CLaMP: Contrastive Language-Music Pre-training for Cross-Modal Symbolic Music Information Retrieval [ISMIR 2023, Best Student Paper Award]

Authors

Shangda Wu (Central Conservatory of Music) shangda@mail.ccom.edu.cn
Dingyao Yu (Microsoft Research Asia) v-dingyaoyu@microsoft.com
Xu Tan (Microsoft Research Asia) xuta@microsoft.com
Maosong Sun^ (Central Conservatory of Music, Tsinghua University) sms@tsinghua.edu.cn

^ Corresponding author.

The intellectual property of the CLaMP project is owned by the Central Conservatory of Music.

Abstract

In "CLaMP: Contrastive Language-Music Pre-training for Cross-Modal Symbolic Music Information Retrieval", we introduce a solution for cross-modal symbolic MIR that utilizes contrastive learning and pre-training. The proposed approach, CLaMP: Contrastive Language-Music Pre-training, which learns cross-modal representations between natural language and symbolic music using a music encoder and a text encoder trained jointly with a contrastive loss. To pre-train CLaMP, we collected a large dataset of 1.4 million music-text pairs. It employed text dropout as a data augmentation technique and bar patching to efficiently represent music data which reduces sequence length to less than 10%. In addition, we developed a masked music model pre-training objective to enhance the music encoder's comprehension of musical context and structure.

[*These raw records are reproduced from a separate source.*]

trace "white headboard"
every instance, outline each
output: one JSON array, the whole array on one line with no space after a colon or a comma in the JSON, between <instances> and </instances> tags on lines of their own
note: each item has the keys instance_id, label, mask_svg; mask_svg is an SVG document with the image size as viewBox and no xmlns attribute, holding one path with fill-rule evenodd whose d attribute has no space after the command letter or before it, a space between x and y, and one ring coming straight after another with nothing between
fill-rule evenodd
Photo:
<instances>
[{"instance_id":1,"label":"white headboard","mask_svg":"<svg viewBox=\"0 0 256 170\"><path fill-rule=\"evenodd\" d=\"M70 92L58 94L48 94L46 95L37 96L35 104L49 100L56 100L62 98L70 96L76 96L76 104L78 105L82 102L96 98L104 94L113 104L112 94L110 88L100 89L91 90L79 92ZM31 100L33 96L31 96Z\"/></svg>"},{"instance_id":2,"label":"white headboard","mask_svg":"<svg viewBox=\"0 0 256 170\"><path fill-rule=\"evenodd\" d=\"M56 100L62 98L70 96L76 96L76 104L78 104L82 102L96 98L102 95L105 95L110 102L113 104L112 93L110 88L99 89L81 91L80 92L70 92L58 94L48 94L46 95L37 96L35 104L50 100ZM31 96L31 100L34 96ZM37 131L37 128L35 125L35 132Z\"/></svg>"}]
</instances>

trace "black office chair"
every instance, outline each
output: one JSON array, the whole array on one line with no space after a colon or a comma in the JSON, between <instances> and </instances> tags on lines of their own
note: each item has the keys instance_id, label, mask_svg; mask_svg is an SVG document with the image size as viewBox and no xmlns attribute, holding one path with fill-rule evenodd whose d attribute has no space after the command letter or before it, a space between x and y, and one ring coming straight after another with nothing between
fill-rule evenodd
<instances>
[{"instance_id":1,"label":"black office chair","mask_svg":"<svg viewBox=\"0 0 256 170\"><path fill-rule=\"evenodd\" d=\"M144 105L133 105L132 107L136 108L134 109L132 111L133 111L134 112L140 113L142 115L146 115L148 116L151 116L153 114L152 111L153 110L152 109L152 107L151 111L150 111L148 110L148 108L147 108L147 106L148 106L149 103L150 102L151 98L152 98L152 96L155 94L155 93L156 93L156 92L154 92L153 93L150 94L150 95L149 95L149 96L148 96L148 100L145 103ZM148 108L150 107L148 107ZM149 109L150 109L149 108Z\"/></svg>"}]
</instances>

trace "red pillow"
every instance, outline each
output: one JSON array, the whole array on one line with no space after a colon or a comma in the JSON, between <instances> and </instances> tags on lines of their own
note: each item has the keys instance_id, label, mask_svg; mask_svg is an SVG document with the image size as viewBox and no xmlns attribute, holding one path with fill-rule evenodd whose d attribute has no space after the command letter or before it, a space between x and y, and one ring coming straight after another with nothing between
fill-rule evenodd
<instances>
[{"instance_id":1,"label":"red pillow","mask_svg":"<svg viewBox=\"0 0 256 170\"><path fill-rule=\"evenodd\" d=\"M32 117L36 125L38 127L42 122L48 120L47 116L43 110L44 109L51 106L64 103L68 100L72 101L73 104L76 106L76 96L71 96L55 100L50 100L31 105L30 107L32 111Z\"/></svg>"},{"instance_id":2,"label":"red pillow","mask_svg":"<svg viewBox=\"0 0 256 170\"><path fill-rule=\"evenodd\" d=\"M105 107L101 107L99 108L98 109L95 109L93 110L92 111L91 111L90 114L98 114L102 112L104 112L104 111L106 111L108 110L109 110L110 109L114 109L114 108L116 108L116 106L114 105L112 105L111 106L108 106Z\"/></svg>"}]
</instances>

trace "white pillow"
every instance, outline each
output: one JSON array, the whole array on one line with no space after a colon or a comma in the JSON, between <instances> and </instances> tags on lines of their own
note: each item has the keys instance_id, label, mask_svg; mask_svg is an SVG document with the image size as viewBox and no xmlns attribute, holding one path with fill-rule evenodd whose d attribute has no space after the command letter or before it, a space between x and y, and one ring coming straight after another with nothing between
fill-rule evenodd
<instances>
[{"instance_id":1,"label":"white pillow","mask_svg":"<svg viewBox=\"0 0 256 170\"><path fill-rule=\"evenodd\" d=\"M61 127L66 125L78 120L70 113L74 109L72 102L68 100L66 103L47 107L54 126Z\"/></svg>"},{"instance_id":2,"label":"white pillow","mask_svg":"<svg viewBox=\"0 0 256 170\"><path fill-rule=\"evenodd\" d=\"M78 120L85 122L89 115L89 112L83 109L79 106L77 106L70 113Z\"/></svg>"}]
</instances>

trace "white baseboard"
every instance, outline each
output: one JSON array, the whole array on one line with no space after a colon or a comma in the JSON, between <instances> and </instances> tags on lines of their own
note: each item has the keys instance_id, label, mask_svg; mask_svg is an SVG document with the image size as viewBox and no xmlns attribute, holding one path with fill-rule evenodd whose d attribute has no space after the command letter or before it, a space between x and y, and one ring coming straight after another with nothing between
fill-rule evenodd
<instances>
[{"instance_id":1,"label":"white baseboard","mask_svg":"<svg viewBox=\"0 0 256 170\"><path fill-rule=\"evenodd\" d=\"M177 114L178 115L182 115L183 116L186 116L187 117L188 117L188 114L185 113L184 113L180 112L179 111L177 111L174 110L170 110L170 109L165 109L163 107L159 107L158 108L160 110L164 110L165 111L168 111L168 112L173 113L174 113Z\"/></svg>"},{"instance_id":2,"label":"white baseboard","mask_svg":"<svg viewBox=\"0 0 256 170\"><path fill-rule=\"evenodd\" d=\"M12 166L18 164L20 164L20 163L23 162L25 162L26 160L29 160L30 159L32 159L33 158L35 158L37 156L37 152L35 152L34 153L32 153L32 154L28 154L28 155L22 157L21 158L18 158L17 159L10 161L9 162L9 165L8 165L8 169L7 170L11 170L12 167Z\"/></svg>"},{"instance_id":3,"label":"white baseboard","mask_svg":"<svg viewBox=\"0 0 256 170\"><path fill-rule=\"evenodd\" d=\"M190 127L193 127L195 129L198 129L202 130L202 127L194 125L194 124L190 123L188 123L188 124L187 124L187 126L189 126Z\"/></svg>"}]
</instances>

CLaMP integrates textual information to enable semantic search and zero-shot classification for symbolic music, surpassing the capabilities of previous models. To support the evaluation of semantic search and music classification, we publicly release WikiMusicText (WikiMT), a dataset of 1010 lead sheets in ABC notation, each accompanied by a title, artist, genre, and description. In comparison to state-of-the-art models that require fine-tuning, zero-shot CLaMP demonstrated comparable or superior performance on score-oriented datasets.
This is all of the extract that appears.